I wanted someone to sit down and talk with me about why exactly my previously held conceptions of society were so flawed. Luckily, I ended up living across the hall from senior John Bonacorsi PO ’12, and the conversations we had, often into the early morning, were among the most illuminating and enjoyable experiences of my first year at Pomona. What was so great about those conversations was that John understood the limitations of my origins. In my New York State public high school, I had been taught about our nation’s racism, for the large part, as a thing of the past culminating in the Civil Rights Movement of the ’60s. But John did not simply write me off as the ignorant straight white male that I was when discussing the problematic view of America today as a post-racial society. Instead, he considered me as the well intentioned, intellectually curious and open-minded individual that I was. Notice that the two identifications are not mutually exclusive.

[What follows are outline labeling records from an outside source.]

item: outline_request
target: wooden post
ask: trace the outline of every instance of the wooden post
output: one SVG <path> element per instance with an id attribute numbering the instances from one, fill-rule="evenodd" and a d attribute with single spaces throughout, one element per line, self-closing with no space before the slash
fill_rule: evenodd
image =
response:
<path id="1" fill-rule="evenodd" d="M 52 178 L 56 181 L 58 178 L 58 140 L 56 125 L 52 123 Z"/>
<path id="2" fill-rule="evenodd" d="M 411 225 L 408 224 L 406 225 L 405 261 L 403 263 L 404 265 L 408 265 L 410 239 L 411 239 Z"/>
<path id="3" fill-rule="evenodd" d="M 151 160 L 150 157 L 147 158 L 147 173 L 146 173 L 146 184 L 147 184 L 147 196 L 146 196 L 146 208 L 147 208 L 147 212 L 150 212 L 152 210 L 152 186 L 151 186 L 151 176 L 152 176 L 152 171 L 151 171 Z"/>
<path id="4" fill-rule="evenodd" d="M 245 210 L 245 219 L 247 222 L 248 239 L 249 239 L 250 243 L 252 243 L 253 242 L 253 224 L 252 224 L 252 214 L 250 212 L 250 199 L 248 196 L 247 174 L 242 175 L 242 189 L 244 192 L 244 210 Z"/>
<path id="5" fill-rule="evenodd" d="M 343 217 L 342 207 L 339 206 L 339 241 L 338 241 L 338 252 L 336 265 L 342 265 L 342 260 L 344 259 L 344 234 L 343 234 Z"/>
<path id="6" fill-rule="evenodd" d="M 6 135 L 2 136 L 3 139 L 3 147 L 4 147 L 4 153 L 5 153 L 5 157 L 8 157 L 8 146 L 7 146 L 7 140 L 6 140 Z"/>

Claiming that by being politically incorrect one is lacking decency is immensely detrimental toward the ultimate goal of scholarship: bettering one’s understanding of the world that we live in, as well as of oneself as an individual. There is nothing indecent about striving toward achieving that goal. If we allow the label of indecency to apply to those who, in their quest to gain a better understanding of prevailing social issues, might ask a question that is offensive in its implications, we do stifle future inquiry and, consequently, understanding. If students feel as though they might be considered indecent for asking questions that they have, chances are they will err on the side of caution and refrain from asking. How we discuss “political correctness” on campus does need to change, and in that stream Moran makes a valid point. However, we stifle intellectual inquiry with this connotation of “indecency” by creating an almost accusatory environment. Despite our intentions, we incidentally promote ignorance—which is not an excuse.